It was also what never happened – a moment so full
That when it went, as it had to, no grief was large enough
To contain it. It was the room that appeared unchanged
After so many years. It was that. It was the hat
She’d forgotten to take, the pen she left on the table.
It was the sun on my hand. It was the sun’s heat. It was the way
I sat, the way I waited for hours, for days. It was that. Just that.


Cos’era

da “Blizzard of one”

I

Era impossibile da immaginare, impossibile
da non immaginare; la sua azzurrezza, l’ombra che lasciava,
che cadeva, riempiva l’oscurità del proprio freddo,
il suo freddo che cadeva fuori da se stesso, fuori da qualsiasi idea
di sé descrivesse nel cadere; un qualcosa, una minuzia,
una macchia, un punto, un punto in un punto, un abisso infinito
di minuzia; una canzone, ma meno di una canzone, qualcosa che
affoga in sé, qualcosa che va, un’alluvione di suono, ma meno
di un suono; la sua fine, il suo vuoto,
il suo tenero, piccolo vuoto che colma la sua eco, e cade,
e si alza, inavvertito, e cade ancora, e così sempre,
e sempre perché, e solo perché, essendo stato, era…

II

Era l’inizio di una sedia;
era il divano grigio; era i muri,
il giardino, la strada di ghiaia; era il modo in cui
i ruderi di luna le crollavano sulla chioma.
Era quello, ed era altro ancora; era il vento che azzannava
gli alberi; era la congerie confusa di nubi, la bava
di stelle sulla riva. Era l’ora che pareva dire
che se sapevi in che punto esatto del tempo si era, non avresti
mai più chiesto nulla. Era quello. Senz’altro era quello.
Era anche l’evento mai avvenuto – un momento tanto pieno
che quando se ne andò, come doveva, nessun dolore riusciva
a contenerlo. Era la stanza che pareva la stessa
dopo tanti anni. Era quello. Era il cappello
dimenticato da lei, la penna che lei lasciò sul tavolo.
Era il sole sulla mia mano. Era il caldo del sole. Era come
sedevo, come attendevo per ore, per giorni. Era quello. Solo quello.

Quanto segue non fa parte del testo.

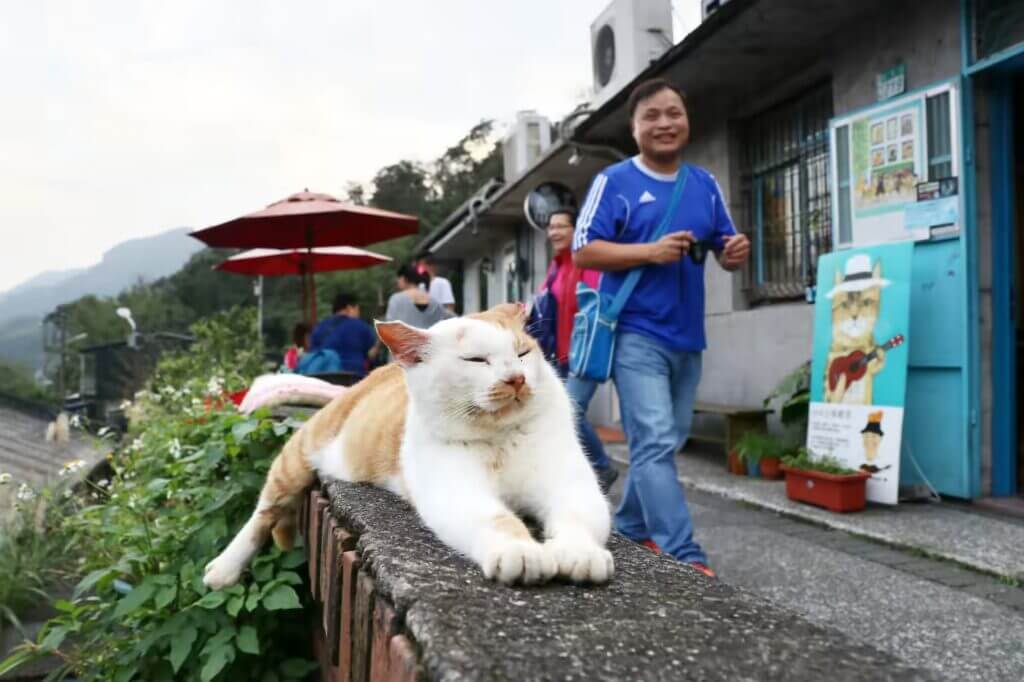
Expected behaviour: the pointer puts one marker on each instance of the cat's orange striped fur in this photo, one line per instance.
(358, 435)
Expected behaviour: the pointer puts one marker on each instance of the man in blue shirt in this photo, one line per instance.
(346, 334)
(660, 334)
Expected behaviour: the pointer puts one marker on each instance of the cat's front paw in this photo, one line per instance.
(221, 572)
(522, 561)
(581, 560)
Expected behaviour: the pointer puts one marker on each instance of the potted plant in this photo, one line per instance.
(823, 481)
(771, 459)
(751, 448)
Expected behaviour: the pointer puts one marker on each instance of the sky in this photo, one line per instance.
(127, 118)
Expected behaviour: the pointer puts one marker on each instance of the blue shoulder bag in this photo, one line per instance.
(543, 322)
(592, 345)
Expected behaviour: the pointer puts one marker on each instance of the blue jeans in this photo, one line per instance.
(656, 389)
(581, 391)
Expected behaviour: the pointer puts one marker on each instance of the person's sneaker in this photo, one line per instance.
(651, 545)
(606, 478)
(701, 567)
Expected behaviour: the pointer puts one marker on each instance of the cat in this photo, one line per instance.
(854, 316)
(470, 425)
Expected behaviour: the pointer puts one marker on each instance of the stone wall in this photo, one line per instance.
(394, 603)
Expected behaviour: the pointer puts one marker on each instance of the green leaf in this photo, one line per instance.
(252, 601)
(91, 580)
(53, 639)
(211, 600)
(134, 599)
(219, 657)
(280, 598)
(16, 659)
(248, 640)
(235, 605)
(126, 674)
(293, 559)
(166, 596)
(181, 646)
(243, 429)
(157, 484)
(297, 668)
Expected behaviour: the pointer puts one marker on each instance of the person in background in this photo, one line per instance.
(659, 336)
(300, 343)
(347, 335)
(561, 282)
(438, 288)
(412, 304)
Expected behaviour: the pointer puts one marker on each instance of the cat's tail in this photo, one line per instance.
(276, 511)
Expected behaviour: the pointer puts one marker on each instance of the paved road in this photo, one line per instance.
(933, 614)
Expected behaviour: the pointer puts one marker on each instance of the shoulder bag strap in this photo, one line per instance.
(631, 280)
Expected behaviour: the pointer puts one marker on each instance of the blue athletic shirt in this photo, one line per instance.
(349, 337)
(626, 204)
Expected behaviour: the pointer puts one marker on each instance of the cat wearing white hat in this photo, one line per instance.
(854, 356)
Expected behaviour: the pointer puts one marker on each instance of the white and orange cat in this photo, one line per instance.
(472, 427)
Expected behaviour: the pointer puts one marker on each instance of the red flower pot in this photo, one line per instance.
(838, 494)
(771, 467)
(736, 464)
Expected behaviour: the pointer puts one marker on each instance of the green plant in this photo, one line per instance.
(795, 392)
(37, 555)
(755, 445)
(183, 482)
(804, 459)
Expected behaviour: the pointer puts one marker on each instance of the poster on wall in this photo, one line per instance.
(859, 361)
(887, 165)
(882, 158)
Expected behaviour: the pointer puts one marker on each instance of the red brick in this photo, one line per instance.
(402, 666)
(363, 628)
(349, 572)
(385, 626)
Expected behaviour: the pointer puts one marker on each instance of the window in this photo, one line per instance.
(786, 194)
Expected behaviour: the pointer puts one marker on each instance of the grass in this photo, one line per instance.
(36, 557)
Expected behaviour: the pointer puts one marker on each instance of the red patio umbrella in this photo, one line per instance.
(306, 220)
(305, 262)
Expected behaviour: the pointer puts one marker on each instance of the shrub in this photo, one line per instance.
(183, 482)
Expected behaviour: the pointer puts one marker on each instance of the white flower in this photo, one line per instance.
(25, 494)
(71, 467)
(215, 386)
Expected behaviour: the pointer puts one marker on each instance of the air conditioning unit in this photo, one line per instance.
(625, 39)
(525, 142)
(708, 7)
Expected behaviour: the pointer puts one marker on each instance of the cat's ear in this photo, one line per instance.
(406, 343)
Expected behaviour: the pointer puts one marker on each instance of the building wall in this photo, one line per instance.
(752, 348)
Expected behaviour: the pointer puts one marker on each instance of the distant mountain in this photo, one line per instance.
(23, 308)
(48, 279)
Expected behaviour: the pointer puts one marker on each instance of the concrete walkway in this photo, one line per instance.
(940, 529)
(928, 612)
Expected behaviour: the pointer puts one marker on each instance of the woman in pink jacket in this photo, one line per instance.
(563, 276)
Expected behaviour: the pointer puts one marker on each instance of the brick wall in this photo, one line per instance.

(da Mark Strand: Blizzard of One, traduzione di Damiano Abeni).

*

My name

Once when the lawn was a golden green
and the marbled moonlit trees rose like fresh memorials
in the scented air, and the whole countryside pulsed
with the chirr and murmur of insects, I lay in the grass,
feeling the great distances open above me, and wondered
what I would become and where I would find myself,
and though I barely existed, I felt for an instant
that the vast star-clustered sky was mine, and I heard
my name as if for the first time, heard it the way
one hears the wind or the rain, but faint and far off
as though it belonged not to me but to the silence
from which it had come and to which it would go.


Il mio nome

Una sera che il prato era verde oro e gli alberi,
marmo venato alla luna, si ergevano come nuovi mausolei
di strida e brusii di insetti, io stavo sdraiato sull’erba,
ad ascoltare le immense distanze aprirsi su di me, e mi chiedevo
cosa sarei diventato e dove mi sarei trovato,
e quanto a malapena esistessi, per un attimo sentii
che il cielo vasto e affollato di stelle era mio, e udii
il mio nome come per la prima volta, lo udii
come si sente il vento o la pioggia, ma flebile e distante
come se appartenesse non a me ma al silenzio
dal quale era venuto e al quale sarebbe tornato.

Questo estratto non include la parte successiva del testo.